Conti bloccati dalle poste italiane: hai accettato senza neanche saperlo | Che fine faranno i tuoi soldi?
Poste Italiane logo (Depositphotos foto) - www.financecue.it
Milioni di utenti coinvolti in una scelta obbligata: dietro la promessa di sicurezza, si nascondeva molto di più.
In un’epoca in cui la digitalizzazione dei servizi finanziari è diventata la norma, il rapporto tra utenti e app bancarie si è trasformato in qualcosa di quotidiano, quasi automatico. Scarichi l’app, la configuri, accetti i termini — e non ci pensi più. Eppure, proprio questa abitudine apparentemente innocua può aprire la porta a pratiche poco trasparenti, spesso mascherate da aggiornamenti di sicurezza o funzioni indispensabili.
Molti consumatori si sono ormai abituati a ricevere notifiche che chiedono di aggiornare le impostazioni o autorizzare nuovi permessi. Frasi come “serve per la tua sicurezza” o “per continuare a usare l’app, devi accettare” scorrono veloci sullo schermo, ma dietro queste richieste si celano meccanismi più complessi. La fiducia nei grandi operatori, soprattutto quelli storicamente legati a servizi pubblici, tende a disinnescare qualsiasi sospetto.
Poste Italiane, con i suoi servizi BancoPosta e PostePay, rappresenta ancora oggi un punto di riferimento per milioni di italiani. Dalle pensioni ai conti correnti, fino ai servizi digitali, la capillarità dell’azienda la rende una presenza quasi inevitabile nella vita quotidiana. Ma quando un soggetto così radicato chiede il consenso a “nuove misure antifrode”, quanti si fermano davvero a leggere?
La percezione che tutto sia sotto controllo e che certe pratiche siano “standard” induce spesso ad agire per abitudine, più che per scelta consapevole. E così, anche i permessi più invasivi diventano normali, soprattutto se negandoli si rischia di perdere l’accesso a funzioni essenziali come il saldo o i pagamenti digitali.
Un dettaglio che ha fatto alzare le antenne
Nel corso del 2024, l’Autorità Garante della Concorrenza e del Mercato ha individuato una pratica definita “aggressiva e scorretta” nelle app BancoPosta e PostePay. Gli utenti si trovavano di fronte a un bivio: autorizzare l’accesso a una serie di dati non strettamente necessari o essere esclusi dall’applicazione stessa. L’apparente misura antifrode, infatti, si rivelava più invasiva del previsto.

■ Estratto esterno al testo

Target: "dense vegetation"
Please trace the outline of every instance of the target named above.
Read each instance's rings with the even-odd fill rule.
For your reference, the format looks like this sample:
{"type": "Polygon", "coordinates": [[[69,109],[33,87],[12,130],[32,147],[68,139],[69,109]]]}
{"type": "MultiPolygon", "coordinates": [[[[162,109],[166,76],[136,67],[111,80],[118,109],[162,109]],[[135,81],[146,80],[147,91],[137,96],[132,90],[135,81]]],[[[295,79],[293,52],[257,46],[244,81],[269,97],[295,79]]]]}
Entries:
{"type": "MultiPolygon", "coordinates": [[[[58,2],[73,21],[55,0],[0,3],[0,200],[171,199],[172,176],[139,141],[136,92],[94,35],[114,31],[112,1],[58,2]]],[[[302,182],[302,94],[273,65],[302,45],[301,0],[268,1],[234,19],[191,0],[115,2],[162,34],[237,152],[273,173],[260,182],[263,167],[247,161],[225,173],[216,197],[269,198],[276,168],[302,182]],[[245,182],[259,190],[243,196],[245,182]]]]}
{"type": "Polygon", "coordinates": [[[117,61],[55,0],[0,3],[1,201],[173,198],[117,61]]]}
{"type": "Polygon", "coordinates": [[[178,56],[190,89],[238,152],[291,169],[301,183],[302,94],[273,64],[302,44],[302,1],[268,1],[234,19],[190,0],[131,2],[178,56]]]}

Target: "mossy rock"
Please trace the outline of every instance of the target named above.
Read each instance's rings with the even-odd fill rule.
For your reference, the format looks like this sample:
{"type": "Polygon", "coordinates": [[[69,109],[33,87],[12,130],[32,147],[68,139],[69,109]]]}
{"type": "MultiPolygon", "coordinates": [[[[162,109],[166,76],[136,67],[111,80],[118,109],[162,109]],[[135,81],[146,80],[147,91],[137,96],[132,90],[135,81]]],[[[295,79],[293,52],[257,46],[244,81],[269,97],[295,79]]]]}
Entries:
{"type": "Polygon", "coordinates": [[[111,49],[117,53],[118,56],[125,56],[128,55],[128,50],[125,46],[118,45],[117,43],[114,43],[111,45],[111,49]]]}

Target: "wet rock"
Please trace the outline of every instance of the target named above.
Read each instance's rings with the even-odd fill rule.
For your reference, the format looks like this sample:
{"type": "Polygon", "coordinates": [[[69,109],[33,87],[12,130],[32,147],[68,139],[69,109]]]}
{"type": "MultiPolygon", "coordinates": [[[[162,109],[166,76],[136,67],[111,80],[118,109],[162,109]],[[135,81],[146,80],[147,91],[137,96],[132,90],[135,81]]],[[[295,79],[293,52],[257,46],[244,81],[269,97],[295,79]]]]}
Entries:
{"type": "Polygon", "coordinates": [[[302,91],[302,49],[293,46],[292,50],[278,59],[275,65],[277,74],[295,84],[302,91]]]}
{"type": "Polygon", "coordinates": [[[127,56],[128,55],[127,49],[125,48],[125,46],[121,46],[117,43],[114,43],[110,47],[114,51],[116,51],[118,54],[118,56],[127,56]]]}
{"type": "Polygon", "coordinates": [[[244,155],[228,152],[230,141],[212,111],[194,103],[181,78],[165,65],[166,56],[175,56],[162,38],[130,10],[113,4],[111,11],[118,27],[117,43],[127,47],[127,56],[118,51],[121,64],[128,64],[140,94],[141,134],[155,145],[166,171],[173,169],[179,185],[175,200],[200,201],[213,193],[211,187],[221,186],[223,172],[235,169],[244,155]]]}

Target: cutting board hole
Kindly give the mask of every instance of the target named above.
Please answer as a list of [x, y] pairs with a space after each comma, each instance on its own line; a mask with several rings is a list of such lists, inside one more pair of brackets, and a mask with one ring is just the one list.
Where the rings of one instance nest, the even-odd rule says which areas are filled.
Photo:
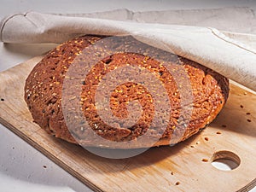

Come spiegato nel post Instagram di financelitee, accettare significava dare accesso a informazioni come le app installate sul telefono, la frequenza d’uso, l’operatore telefonico, la lingua del dispositivo. Dati che nulla avevano a che fare con la semplice protezione del conto, ma che venivano comunque richiesti con l’imperativo: “Autorizza… o non potrai più utilizzare”.

La vicenda che ha scosso i clienti
Questa imposizione ha portato l’Antitrust a multare Poste Italiane per 4 milioni di euro, sottolineando come si trattasse di un sistema strutturato e non di un errore isolato. Il valore della sanzione è indicativo della gravità della condotta e della portata dell’impatto sugli utenti.
La vicenda solleva una domanda cruciale: che fine fanno i dati raccolti con simili modalità? E, soprattutto, quanto consapevolmente vengono concessi? I clienti, attratti da promesse di sicurezza o vantaggi come il cashback, finiscono spesso per accettare condizioni poco chiare, trasformandosi inconsapevolmente da utenti a prodotti.